History of Caviar – Long A Delicacy
The history of manufacturing black caviar and delicacies of sturgeon and other fishes goes far deep into centuries.
Caviar has long been associated with fine dining. Caviar, be it Beluga Caviar or Russian Caviar is generally indicative of a celebratory lunch or a romantic dinner or a luxurious celebrity party.
True caviar is the roe of any of the species of sturgeon or salmon. The roe or eggs are sieved to remove fatty tissue and membrane. It is then lightly salted with non-iodized salt.
The rise and fall of the American caviar industry, which went from boom to bust in the thirty years that ended the 19th century, was just a pre-cursor to the gradual extinction of the Sturgeon stocks through the course of the late twentieth century.
One outcome was the rise of to the two great Caviar houses of the 19th and 20th centuries, Dieckmann & Hansen and Petrossian. The challenge they endured was the lucrative, yet fateful relationship with the Soviet government.
Along with the collapse of the Soviet Union, came centrally enforced quotas on the sturgeon catch, and accelerated the extinction of these ancient fish stocks.
As Soviet industry collapsed, the Russian fishing industry battled with free enterprise as poaching became rampant and buccaneers seized on the opportunity to make money on the Wests’ unrelenting desire for the luxury fish eggs.

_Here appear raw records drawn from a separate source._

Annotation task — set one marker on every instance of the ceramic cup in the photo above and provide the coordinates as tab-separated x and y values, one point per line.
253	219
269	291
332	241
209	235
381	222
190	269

Through the 1990’s the United States became the single largest consumer of caviar outside of Russia, tripling the “official” amount imported between 1991 and 1997, from 32 tonnes to 95 tonnes annually.
Ironically, “as caviar became mainstream, it also became cheap… as long as the Soviet Union was around to set prices, caviar was exempt from the gravitational pull of supply and demand. But once the communists were out of the picture, the roe became just another furiously traded commodity.”
As the price fell out of the caviar market, a vicious circle evolved where poachers needed to catch more sturgeon and ship more caviar, to make the same amount of money; and as sturgeon stocks declined, the roe less abundant, the poachers began to improvise, often adding the roe of other fish, like the Paddlefish, to increase the volume of their “beluga” caviar.